Monitor chargeback ratios weekly, not monthly. By the time a monthly report surfaces a spike, hundreds of additional fraudulent transactions may have been processed. Work with your acquirer to understand which card BINs and geographies are generating the most disputes, and apply targeted rules accordingly.
For Developers
Integrate velocity checks at the API layer — limit how many payment attempts a single device fingerprint, IP address, or email address can make in a rolling time window. Use tokenization for stored payment methods to reduce the value of any credential exposure. Implement behavioral analytics on checkout flows: abnormal typing cadence, instant form completion, and copy-pasted card numbers are strong fraud signals.
Webhook handlers for fraud and dispute events should be idempotent and trigger immediate downstream actions — cancelling unfulfilled orders, flagging accounts, and logging device data. Avoid surfacing detailed decline reasons in API responses; giving fraudsters specific feedback (e.g., "CVV mismatch" vs. "do-not-honor") accelerates enumeration attacks.
Common Mistakes
Even well-resourced merchants make systematic errors in their fraud prevention strategies.
Treating fraud rules as static. Fraud patterns evolve continuously. Rules written 12 months ago may no longer match current attack vectors, while inadvertently blocking a growing segment of legitimate customers. Rules require regular review and sunset processes.
Ignoring velocity probing. Small-value test transactions are the clearest signal of an upcoming large fraud attempt. Without explicit rules for micro-authorization velocity, merchants give attackers a free reconnaissance window.

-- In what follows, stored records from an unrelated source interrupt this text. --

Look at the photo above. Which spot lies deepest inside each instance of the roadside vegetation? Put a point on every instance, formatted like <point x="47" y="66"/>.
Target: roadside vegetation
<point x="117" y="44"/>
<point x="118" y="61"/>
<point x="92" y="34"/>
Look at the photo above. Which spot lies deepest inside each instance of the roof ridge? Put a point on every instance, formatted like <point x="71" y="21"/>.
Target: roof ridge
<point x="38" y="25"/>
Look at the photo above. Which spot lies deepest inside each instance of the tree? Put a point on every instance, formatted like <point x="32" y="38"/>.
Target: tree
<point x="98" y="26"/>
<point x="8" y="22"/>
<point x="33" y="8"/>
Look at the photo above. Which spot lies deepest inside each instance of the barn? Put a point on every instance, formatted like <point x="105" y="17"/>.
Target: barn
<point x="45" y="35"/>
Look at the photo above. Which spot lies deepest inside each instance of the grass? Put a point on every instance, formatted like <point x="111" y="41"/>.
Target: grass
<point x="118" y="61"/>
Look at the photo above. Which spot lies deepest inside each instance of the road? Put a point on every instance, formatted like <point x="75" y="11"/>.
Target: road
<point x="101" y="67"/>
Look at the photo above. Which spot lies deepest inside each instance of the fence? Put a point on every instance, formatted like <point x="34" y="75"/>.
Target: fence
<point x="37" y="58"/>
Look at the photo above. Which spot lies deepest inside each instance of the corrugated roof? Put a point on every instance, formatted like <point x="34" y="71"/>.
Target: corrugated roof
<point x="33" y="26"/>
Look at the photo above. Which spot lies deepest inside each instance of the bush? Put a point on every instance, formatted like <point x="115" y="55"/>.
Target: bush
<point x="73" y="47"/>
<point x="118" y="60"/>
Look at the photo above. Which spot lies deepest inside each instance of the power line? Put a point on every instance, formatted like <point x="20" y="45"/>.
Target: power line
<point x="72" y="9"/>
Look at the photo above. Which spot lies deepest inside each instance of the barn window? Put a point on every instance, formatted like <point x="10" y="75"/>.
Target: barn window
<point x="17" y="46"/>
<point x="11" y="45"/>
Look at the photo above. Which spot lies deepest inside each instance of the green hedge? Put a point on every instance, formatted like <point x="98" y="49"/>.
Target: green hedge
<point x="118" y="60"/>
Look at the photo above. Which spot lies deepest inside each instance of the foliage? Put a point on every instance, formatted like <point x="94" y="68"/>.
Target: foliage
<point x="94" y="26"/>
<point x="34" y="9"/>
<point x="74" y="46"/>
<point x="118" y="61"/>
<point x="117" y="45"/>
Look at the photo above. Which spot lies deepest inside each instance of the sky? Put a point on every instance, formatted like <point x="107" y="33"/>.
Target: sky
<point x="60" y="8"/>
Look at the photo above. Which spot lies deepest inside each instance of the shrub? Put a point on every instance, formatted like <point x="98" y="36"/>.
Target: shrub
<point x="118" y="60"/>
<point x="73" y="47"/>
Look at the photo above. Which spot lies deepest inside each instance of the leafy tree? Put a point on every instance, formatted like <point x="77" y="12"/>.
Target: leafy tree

Over-indexing on AVS/CVV alone. Address Verification Service and CVV checks reduce risk but are not fraud-proof. Fraudsters routinely purchase fullz (complete card data including billing address) that pass both checks. These signals should be inputs into a broader scoring model, not standalone gates.
No post-authorization monitoring. Fraud detection should not stop at authorization. Order pattern analysis, delivery address clustering, and device reuse across multiple accounts can surface fraud rings that individual transaction checks miss.
Siloed data. Keeping fraud data separate from CRM, support ticket, and chargeback data creates blind spots. A customer who has filed three disputes in six months should influence the risk score on their next transaction, but only if those signals are connected.
Fraud and Tagada
Tagada is a payment orchestration platform, and fraud management is a first-class concern at the orchestration layer. Because Tagada sits between merchants and multiple payment processors, it is uniquely positioned to apply consistent fraud controls regardless of which downstream processor handles the transaction.
Orchestration-Level Fraud Control
With Tagada, merchants can configure global fraud rules — velocity limits, 3DS2 triggers, BIN-level blocks — that apply uniformly across all connected processors. This prevents fraud from exploiting gaps between processor-specific rule sets and ensures consistent risk policy even as routing logic shifts transactions between providers.
Tagada's routing engine can also route high-risk transactions to processors with stronger issuer relationships or better authorization rates under 3DS2, improving the balance between fraud protection and genuine customer acceptance.